The book-cases of the monasteries
were opened, and their caskets unclasped, and the volumes that had lain
for ages in the sepulchres were roused by the light of day. 'I might have
had,' he said, 'abundance of wealth in those days; but it was books, and
not bags of gold, that I wanted; I preferred folios to florins, and loved
a little thin pamphlet more than an overfed palfrey.' We know that he
bought many books on his embassies to France and Flanders, besides his
constant purchases at home. He tells us that the Friars were his best
agents; they would compass sea and land to meet his desire. 'With such
eager huntsmen, what leveret could lie hid? With such fishermen, what
single little fish could escape the net, the hook, and the trawl?' He
found another source of supply in the country schools, where the masters
were always ready to sell their books; and in these little gardens and
paddocks, as chances occurred, he culled a few flowers or gathered a few
neglected herbs.

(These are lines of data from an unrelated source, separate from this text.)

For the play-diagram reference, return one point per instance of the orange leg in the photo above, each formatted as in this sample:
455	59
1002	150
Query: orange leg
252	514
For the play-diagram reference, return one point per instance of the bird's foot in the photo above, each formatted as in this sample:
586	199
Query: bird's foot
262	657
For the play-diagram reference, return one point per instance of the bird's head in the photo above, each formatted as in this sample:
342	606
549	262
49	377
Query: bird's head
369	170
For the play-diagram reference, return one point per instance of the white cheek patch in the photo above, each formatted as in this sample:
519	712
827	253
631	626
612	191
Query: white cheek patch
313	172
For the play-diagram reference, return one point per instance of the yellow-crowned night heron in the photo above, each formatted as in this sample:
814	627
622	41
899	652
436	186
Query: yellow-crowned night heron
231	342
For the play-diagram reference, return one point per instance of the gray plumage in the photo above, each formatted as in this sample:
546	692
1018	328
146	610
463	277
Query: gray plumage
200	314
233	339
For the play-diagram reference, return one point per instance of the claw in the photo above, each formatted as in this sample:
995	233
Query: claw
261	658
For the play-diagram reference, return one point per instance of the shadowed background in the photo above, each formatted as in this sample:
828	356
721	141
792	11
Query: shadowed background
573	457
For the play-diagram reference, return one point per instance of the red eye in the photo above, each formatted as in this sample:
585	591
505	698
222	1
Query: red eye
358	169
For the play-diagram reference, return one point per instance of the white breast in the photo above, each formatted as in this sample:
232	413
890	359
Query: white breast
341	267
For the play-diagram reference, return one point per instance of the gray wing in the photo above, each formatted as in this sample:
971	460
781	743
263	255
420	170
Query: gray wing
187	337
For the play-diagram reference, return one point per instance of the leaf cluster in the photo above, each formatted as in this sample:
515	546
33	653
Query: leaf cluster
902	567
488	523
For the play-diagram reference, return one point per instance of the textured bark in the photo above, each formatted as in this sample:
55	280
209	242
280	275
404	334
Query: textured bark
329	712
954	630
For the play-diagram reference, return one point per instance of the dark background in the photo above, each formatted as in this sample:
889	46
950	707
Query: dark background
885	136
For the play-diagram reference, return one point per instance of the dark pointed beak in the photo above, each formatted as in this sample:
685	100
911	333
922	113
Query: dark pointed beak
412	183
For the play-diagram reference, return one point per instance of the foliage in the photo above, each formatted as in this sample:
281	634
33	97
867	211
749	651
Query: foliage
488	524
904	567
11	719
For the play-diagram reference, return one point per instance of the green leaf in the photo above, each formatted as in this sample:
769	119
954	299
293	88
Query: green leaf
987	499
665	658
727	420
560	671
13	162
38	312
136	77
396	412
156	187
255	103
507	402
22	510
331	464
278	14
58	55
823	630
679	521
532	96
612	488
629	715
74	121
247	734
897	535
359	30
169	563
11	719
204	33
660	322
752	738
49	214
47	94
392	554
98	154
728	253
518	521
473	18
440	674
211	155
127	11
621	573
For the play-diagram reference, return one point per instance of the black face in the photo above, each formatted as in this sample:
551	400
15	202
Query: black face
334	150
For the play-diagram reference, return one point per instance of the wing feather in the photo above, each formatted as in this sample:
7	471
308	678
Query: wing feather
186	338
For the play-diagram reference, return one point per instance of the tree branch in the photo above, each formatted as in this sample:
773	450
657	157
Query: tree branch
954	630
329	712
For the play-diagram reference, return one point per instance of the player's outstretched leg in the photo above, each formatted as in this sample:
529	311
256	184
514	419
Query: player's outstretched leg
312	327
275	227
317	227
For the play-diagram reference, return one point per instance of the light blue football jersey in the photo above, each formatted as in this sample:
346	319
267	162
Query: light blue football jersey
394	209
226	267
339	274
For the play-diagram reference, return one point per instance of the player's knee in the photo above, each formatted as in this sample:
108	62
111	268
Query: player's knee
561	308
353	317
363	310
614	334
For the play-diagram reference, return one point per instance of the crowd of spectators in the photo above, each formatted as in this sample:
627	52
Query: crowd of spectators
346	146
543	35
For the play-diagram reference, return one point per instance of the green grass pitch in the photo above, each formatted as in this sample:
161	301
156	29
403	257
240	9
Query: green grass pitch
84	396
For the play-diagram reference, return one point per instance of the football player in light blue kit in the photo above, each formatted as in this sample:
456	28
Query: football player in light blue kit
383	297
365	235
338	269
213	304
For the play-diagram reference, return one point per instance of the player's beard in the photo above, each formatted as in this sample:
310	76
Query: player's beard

His money secured the services of the librarians and
bookstall-men on the Continent, who were afraid of no journey by land,
and were deterred by no fury of the sea. 'Moreover,' he added, 'we always
had about us a multitude of experts and copyists, with binders, and
correctors, and illuminators, and all who were in any way qualified for
the service of books.' He ends his chapter on book-collecting with a
reference to an eastern tale, comparing himself to the mountain of
loadstone that attracted the ships of knowledge by a secret force, while
the books in their cargoes, like the iron bars in the story, were
streaming towards the magnetic cliff 'in a multifarious flight.